Aku tertegun mendengar cerita itu. Pikiranku mencatat hubungan antara rumah, jiwa, kekosongan, dan kerusakan. Antara benda mati dan unsur metafisik. Menjadi suatu pertanyaan: bagaimana sebuah rumah bisa memiliki jiwa?

Masyarakat tradisional yang sangat dekat dengan alam tidak pusing dengan pertanyaan itu, yaitu bagaimana sebuah benda mati bisa memiliki jiwa. Contohnya adalah penduduk yang tinggal sekitar lereng gunung Merapi. Mereka menganggap gunung tersebut layaknya manusia. Mereka berdialog dengan sang Merapi, menghaturkan sesaji sebagai wujud terimakasih atas rejeki yang diberikan oleh sang gunung.

Aku pun pernah memiliki pengalaman yang berhubungan dengan jiwa rumah. Waktu itu, menjelang kematian Ibu, aku datang ke rumah yang sehari-hari Ibu tempati di wilayah Prawirodirjan. Sekedar untuk membersihkan setelah hampir sebulan tidak di tempati pemiliknya yang sedang dirawat di rumah sakit.

Waktu itu hujan turun sangat deras. Aku melihat tetesan air di dalam rumah dalam jumlah banyak. Bocor. Dimana pun hingga menimbulkan genangan yang parah termasuk di kasur Ibu. Aneh. Tidak pernah ada kejadian separah ini di rumah ini sebelumnya. Tiba-tiba hatiku berdesir, seperti ada bisikan yang mengatakan bahwa rumah ini menangis. Kosong, karena Ibu tidak akan pernah lagi pulang. Dan benar, esok harinya, Ibu yang menurut rencana diperbolehkan pulang mendadak pendarahan disusul koma. Tiga hari setelahnya beliau wafat tanpa pernah kembali ke rumah. Jika teman-temanku yang berprofesi sebagai dokter mencatat kejadian di luar nalar yang mereka jumpai dalam praktek profesi sehari-hari mereka yang sangat berdimensi sains, demikian juga aku mencatat peristiwa itu dalam hati sebagai seorang insinyur bangunan.

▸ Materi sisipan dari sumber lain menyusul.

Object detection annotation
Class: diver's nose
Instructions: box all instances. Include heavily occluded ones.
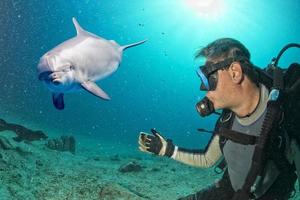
[52,80,60,85]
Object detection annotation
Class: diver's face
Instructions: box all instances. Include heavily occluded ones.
[206,69,234,110]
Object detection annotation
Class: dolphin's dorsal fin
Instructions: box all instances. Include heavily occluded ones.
[119,40,147,51]
[72,17,86,35]
[72,17,101,39]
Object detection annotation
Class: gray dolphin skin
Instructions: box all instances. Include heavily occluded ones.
[37,18,146,110]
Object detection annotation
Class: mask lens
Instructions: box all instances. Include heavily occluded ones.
[208,72,218,90]
[197,68,210,91]
[197,68,218,91]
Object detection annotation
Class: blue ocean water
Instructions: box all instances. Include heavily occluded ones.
[0,0,300,152]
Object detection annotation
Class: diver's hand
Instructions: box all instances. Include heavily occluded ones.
[139,129,175,157]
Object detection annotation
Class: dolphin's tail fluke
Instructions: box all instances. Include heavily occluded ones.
[120,40,147,51]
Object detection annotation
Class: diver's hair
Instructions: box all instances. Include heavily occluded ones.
[195,38,258,84]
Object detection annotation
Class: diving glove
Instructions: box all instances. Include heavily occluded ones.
[139,129,175,157]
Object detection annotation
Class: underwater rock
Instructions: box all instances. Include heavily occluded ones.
[0,119,48,142]
[0,136,14,150]
[119,161,142,173]
[46,136,76,154]
[99,183,146,200]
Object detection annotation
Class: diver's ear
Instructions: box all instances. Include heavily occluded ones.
[229,62,244,84]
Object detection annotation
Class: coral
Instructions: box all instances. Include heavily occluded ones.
[46,136,76,154]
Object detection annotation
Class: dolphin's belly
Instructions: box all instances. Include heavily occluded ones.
[70,38,122,81]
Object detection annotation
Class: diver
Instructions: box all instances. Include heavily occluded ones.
[138,38,300,200]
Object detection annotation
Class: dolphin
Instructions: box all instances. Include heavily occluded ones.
[37,17,146,110]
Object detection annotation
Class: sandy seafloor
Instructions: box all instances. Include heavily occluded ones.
[0,128,300,200]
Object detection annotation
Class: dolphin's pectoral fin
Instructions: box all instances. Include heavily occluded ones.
[52,93,65,110]
[81,81,110,100]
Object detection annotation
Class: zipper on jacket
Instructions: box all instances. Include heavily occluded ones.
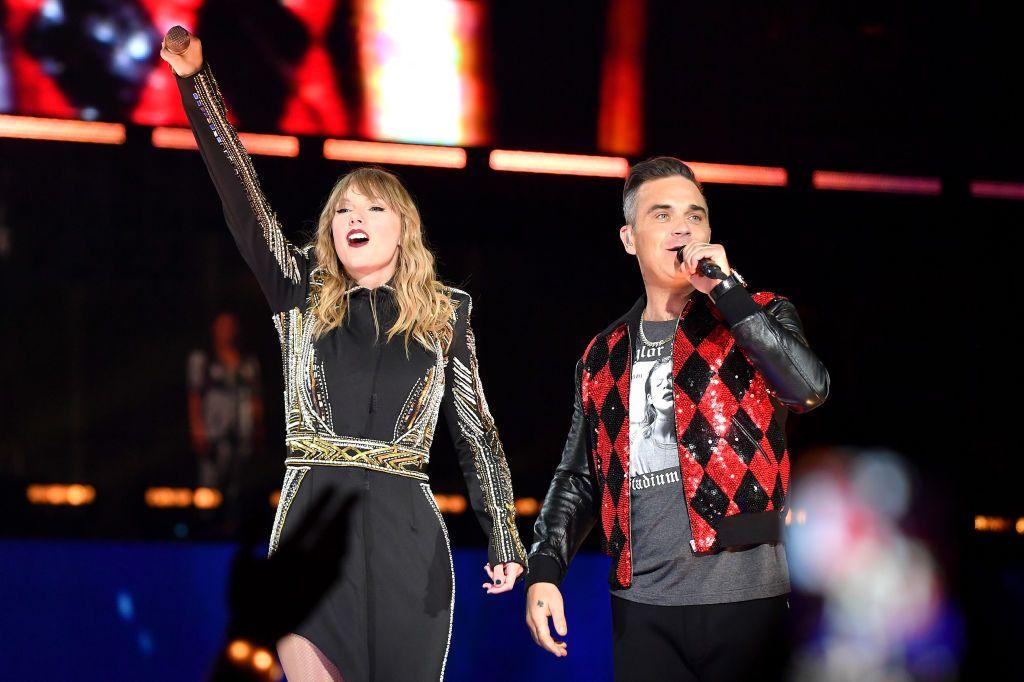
[732,415,774,464]
[625,323,630,586]
[362,339,384,430]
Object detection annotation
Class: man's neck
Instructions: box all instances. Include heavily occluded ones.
[643,284,695,322]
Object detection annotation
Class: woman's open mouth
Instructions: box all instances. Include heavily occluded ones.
[345,229,370,249]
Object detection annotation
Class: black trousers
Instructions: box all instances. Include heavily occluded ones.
[611,595,790,682]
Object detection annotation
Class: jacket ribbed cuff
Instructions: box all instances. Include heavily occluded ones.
[715,280,761,328]
[526,554,562,590]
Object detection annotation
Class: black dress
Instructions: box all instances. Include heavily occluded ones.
[177,65,525,682]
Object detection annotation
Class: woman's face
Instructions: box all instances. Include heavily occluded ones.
[331,187,401,286]
[650,363,673,414]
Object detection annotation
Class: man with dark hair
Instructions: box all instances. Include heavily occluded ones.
[526,157,828,681]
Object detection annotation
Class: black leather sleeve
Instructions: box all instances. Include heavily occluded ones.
[715,287,828,413]
[526,360,597,588]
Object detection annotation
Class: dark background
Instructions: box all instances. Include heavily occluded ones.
[0,2,1024,671]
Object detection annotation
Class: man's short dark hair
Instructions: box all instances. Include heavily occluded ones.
[623,157,707,225]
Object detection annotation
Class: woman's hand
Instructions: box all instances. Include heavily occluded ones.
[483,561,522,594]
[160,28,203,78]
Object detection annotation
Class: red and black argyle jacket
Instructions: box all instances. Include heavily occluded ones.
[581,293,790,588]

Rumah memiliki jiwa. Ungkapan ini sebetulnya adalah simbol yang menunjuk pada seseorang yang tak lain adalah si pemilik yang 'meletakkan' jiwanya pada rumah yang ditempatinya. Rumah menjadi semacam titisan manusia. Menjadi tubuh kedua di dunia sebagai penjamin rasa aman dan hangat. Rumah menjadi wadah bagi manusia dalam meletakkan seluruh rahasia terdalam dirinya yang tidak ingin diketahui orang lain, tempat merenung dan merencanakan masa depan, berdialog dengan orang terdekat dan tuhannya. Maka pantaslah jika orang mengeluarkan energi besar untuk sebuah rumah, mengupayakan segala cara untuk merayakannya, bahkan jika perlu dengan berhutang. Sebuah peristiwa sakral dalam hidup. Maka, membiarkan rumah dalam situasi 'kosong' sama dengan membiarkan jiwa kita berkelana tanpa tujuan, dalam malam-malam kelam melelahkan.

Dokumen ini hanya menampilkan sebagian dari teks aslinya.